In recent years, modeling and analyzing fMRI data by deep learning has become a hot research direction in the field of brain imaging data analysis. However, because of the high dimension and small sample size of fMRI data, it brings great challenges to modeling and analyzing fMRI data by deep learning.

In this paper, by analyzing the existing problems of several deep learning methods in modeling and analyzing fMRI data and fully considering the temporal and spatial characteristics of fMRI data, we proposed a convolutional recurrent neural network model which can deal with both spatial and temporal features. In this model, the designed convolution network module is used to process the three-dimensional spatial information behind fMRI data, the high-dimensional spatial information is transformed into low-dimensional vectors through feature extraction, and then the information of the designed cyclic neural network in time-series dimension is used to extract feature. In this paper, the model we proposed is used for classification experiments on the open dataset of task fMRI and compared with other deep learning methods. Experimental results show that the CRNN model designed in this paper makes full use of the spatiotemporal features of fMRI data and can achieve an average accuracy of 94.31%, which is superior to other comparative deep learning methods.
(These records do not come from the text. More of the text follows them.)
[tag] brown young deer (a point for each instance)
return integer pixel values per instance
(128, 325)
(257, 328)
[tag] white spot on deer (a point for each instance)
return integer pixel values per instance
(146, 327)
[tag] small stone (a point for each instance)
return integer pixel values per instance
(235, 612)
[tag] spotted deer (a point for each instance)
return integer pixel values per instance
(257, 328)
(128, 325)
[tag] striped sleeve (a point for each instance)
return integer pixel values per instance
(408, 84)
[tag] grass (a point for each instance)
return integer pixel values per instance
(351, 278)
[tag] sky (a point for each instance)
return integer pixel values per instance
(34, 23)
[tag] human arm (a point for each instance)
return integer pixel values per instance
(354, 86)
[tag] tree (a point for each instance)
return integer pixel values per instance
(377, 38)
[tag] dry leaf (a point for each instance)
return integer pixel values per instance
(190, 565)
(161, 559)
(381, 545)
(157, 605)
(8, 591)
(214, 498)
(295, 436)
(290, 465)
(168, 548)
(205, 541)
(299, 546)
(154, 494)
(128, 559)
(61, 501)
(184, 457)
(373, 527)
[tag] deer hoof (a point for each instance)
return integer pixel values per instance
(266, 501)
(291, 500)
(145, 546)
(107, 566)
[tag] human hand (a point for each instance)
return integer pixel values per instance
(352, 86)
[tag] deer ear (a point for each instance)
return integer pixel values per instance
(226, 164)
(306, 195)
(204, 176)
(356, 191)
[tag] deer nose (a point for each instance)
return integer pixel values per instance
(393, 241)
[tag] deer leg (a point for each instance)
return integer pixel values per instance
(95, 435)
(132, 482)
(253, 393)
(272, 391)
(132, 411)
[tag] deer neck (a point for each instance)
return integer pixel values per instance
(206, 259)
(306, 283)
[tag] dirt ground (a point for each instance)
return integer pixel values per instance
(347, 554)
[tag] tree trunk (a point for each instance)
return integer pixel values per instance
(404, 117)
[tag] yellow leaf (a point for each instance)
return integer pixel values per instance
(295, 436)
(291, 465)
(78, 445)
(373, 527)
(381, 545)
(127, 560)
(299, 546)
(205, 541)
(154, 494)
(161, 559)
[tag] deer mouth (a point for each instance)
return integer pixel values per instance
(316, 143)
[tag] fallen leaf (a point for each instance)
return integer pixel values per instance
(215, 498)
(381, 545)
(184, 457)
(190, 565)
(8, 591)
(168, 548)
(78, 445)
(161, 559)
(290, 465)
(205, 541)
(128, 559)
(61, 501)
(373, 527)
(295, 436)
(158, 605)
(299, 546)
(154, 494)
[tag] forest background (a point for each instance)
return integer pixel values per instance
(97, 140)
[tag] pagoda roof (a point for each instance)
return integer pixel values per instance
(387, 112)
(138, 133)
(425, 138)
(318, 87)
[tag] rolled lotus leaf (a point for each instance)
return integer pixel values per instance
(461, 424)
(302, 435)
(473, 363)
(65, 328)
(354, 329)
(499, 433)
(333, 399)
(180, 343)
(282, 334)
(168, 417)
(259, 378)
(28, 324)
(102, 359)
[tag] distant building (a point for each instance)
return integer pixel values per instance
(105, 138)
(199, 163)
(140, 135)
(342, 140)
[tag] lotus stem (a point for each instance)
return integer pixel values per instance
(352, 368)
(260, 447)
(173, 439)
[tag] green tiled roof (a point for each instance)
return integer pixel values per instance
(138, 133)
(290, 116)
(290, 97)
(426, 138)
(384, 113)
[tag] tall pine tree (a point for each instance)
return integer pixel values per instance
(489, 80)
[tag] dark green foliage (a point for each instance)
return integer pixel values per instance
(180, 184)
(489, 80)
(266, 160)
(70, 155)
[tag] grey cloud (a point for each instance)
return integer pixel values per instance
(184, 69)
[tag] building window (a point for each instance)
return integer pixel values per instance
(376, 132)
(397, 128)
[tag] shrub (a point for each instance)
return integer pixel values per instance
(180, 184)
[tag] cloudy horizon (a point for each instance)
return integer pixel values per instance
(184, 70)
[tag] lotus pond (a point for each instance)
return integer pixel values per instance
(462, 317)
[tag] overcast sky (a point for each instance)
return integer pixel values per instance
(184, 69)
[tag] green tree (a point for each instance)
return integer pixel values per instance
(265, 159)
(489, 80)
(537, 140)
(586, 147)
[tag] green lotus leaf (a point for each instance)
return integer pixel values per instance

In general, the method we proposed in this paper can directly extract task-related information from the four-dimensional fMRI time-series data and can classify seven typical task stimuli.

Data Availability

The task-evoked fMRI dataset analyzed during this study is available in the Human Connectome Project repository (http://www.humanconnectome.org/).

Conflicts of Interest

The authors declare that they have no conflicts of interest.